In der Strengen Kammer
Cajado/Siewert/Paraskevopoulos in der „Strengen Kammer“ des Porgy & Bess, 10.4.2023.
Die Strenge Kammer ist ein sehr spezieller Ort, ein kleiner, intimer Raum für bis zu 30 Zuhörer, für Sperriges und, nun ja, Strenges. Im Publikum übliche Verdächtige von experimentellen Konzerten, ein paar Unübliche haben sich wohl verirrt (die gehen dann bald, etwas verstört). An diesem Abend: Klavier, Kontrabass, Gitarre und Elektronik. Eine knappe Stunde, wieder einmal so ein Oha-Abend. I prefer to “Oha” myself through life.
Man fühlt sich in der Strengen Kammer aufdringlich, wenn man den Musikern auf die Finger schaut, jedenfalls dann, wenn man, so wie ich, in der zweiten Reihe direkt vor ihnen sitzt. Wiewohl es außerordentlich faszinierend ist, das zu tun, man ist Musikerfingern beim Spiel ja sehr selten so nahe, kann selten den physischen Kausalnexus von Bewegung und Klang so unmittelbar beobachten (auch wenn der bei der Elektronik noch durch eine Fülle von den Blicken verborgenen Operationen verhöhnt wird).

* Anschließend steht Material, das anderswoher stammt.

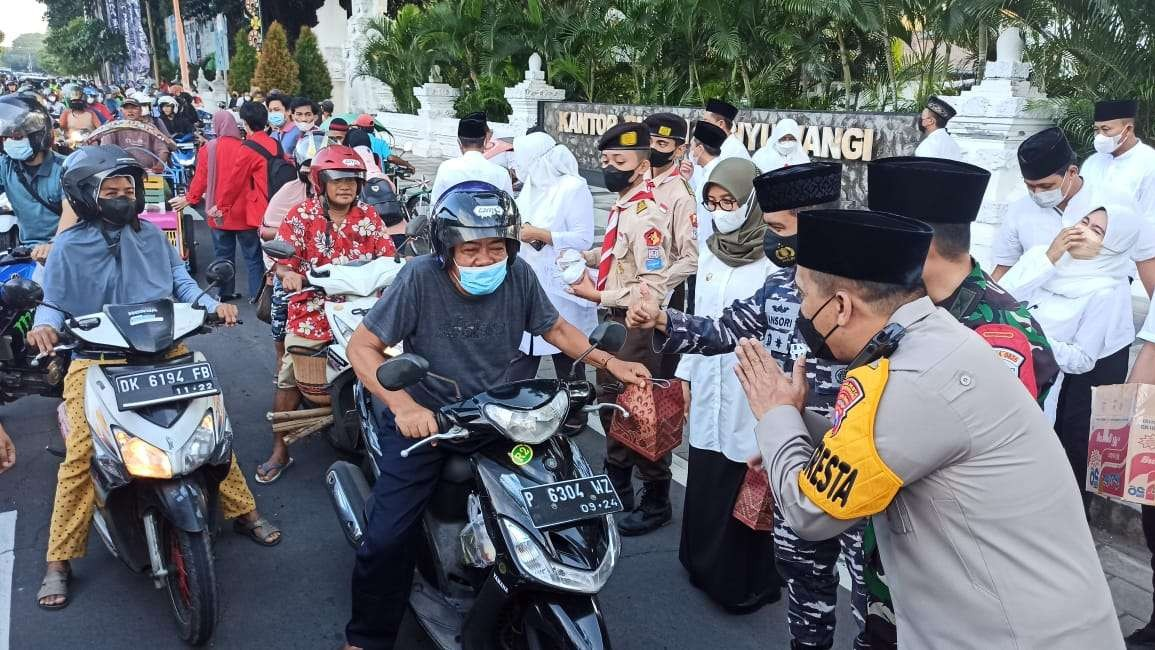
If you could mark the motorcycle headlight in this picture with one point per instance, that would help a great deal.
(200, 445)
(141, 458)
(533, 427)
(534, 562)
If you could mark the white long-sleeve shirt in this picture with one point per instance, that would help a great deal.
(1132, 173)
(470, 165)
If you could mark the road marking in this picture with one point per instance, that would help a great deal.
(7, 561)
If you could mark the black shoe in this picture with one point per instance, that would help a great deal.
(623, 484)
(653, 513)
(1142, 637)
(755, 603)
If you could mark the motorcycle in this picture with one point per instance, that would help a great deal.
(21, 373)
(519, 536)
(162, 442)
(350, 291)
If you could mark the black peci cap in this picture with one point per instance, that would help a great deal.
(631, 136)
(864, 245)
(667, 125)
(722, 107)
(709, 134)
(1044, 154)
(939, 107)
(930, 189)
(798, 186)
(472, 126)
(1116, 110)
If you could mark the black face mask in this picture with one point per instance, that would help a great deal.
(661, 158)
(617, 180)
(817, 342)
(780, 249)
(119, 211)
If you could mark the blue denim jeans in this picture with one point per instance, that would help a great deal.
(224, 247)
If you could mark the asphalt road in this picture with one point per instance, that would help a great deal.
(297, 595)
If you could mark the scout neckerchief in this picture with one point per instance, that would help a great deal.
(611, 233)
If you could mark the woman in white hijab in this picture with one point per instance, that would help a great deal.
(1078, 290)
(557, 215)
(783, 148)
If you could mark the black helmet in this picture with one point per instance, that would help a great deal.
(25, 116)
(474, 210)
(87, 167)
(380, 195)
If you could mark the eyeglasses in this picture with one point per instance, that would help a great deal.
(725, 204)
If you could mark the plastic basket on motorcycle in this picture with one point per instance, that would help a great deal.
(308, 371)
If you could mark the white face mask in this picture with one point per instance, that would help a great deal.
(1109, 143)
(1049, 199)
(729, 221)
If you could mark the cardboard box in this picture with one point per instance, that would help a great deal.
(1120, 451)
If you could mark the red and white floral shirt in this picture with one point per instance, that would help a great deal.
(360, 237)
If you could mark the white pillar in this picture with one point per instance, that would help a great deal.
(992, 121)
(438, 116)
(524, 97)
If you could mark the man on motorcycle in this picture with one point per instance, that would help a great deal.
(30, 171)
(334, 228)
(463, 308)
(149, 150)
(111, 256)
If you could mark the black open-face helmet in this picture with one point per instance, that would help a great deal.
(87, 167)
(474, 210)
(23, 116)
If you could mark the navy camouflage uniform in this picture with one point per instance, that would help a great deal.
(809, 567)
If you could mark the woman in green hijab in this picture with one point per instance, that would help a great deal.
(732, 563)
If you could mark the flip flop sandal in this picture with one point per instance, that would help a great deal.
(248, 529)
(277, 469)
(56, 583)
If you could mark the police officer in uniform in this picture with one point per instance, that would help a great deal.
(933, 438)
(947, 195)
(635, 252)
(769, 315)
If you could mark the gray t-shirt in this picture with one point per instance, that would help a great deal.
(468, 340)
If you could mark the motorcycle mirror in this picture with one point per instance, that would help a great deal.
(220, 271)
(21, 293)
(278, 249)
(609, 336)
(402, 371)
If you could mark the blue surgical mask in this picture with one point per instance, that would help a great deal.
(483, 281)
(19, 149)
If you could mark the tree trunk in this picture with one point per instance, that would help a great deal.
(846, 66)
(151, 40)
(745, 83)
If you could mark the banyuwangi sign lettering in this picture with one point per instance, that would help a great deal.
(852, 139)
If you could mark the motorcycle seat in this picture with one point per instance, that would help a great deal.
(456, 469)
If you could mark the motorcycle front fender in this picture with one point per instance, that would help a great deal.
(184, 502)
(569, 620)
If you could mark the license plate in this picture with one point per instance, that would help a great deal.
(571, 501)
(158, 386)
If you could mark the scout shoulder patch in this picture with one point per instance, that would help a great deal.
(653, 238)
(846, 477)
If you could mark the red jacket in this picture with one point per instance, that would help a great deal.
(246, 192)
(226, 154)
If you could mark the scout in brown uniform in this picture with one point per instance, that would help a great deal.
(634, 253)
(670, 188)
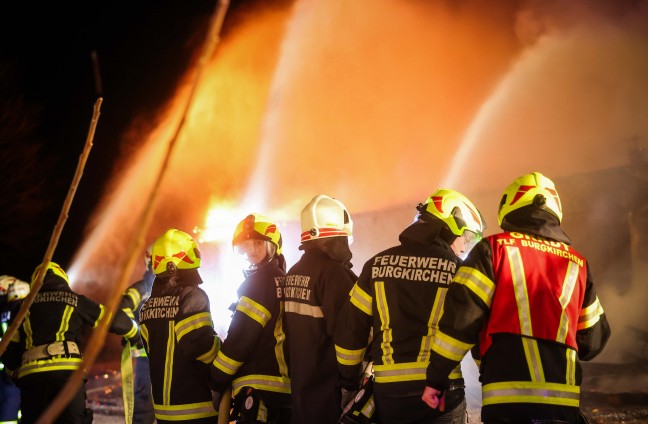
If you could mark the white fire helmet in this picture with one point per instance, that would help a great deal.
(323, 217)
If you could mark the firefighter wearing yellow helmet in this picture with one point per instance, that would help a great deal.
(46, 349)
(315, 289)
(178, 333)
(252, 360)
(397, 301)
(526, 299)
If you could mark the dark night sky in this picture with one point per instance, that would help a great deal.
(48, 90)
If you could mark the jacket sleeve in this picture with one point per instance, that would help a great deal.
(593, 327)
(194, 328)
(254, 310)
(465, 310)
(353, 330)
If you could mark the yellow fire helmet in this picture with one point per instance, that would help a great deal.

Vinicius Cajado ist unglaublich jung und zieht am Bass ordentlich die Register (entlaufene Metapher, I know), ich kann das schlecht beschreiben, aber sein großartiges Improvisationsalbum Monu aus 2021 gibt einen guten Eindruck. Martin Siewert dreht eh immer an Reglern, die ich nicht verstehe, dann pocht etwas oder knackst, rauschverhallt, oder er fährt am liegenden E-Gitarrenhals mit einem Gerät, das ich auch nicht verstehe, die Saiten entlang, und biegt nachhallende Klänge buchstäblich in die Luft. Greift nach seiner anderen E-Gitarre, klare Schrillheit, flächiges Brummen, zugespitztes Kreischen. Auch das kann ich schlecht beschreiben, heute jedenfalls. Der Pianist wirkt etwas entrückt, was aber möglicherweise daran liegt, dass er am weitesten weg von mir sitzt. Klavier in dieser Konstellation eh schwierig, meiner Meinung nach, aber am Ende greift er in die Saiten, und da entwickelt sich ein ungemein feines Spiel zwischen Klavier und Gitarre.
Allgemein an diesem Abend Gestimmtheiten unterschiedlichster Art, forsche Dissonanzen, Zackiges, Aufgewühltes, dann wieder Phasen einer unglaublichen Zartheit, und Phasen, in der einander vor allem Bass und Gitarre in tiefe Räume ziehen. Am Ende brachte mich die Gitarre glatt noch zum Schmelzen, aber ich hab’s dann noch am Rad nach Haus geschafft, danke.
[Nachträglich sehe ich: Es gibt auch ein schönes Stück namens tres von Cajado & Siewert auf dem Türkei/Syrien-Erdbeben-Benefizsampler ZELZELE].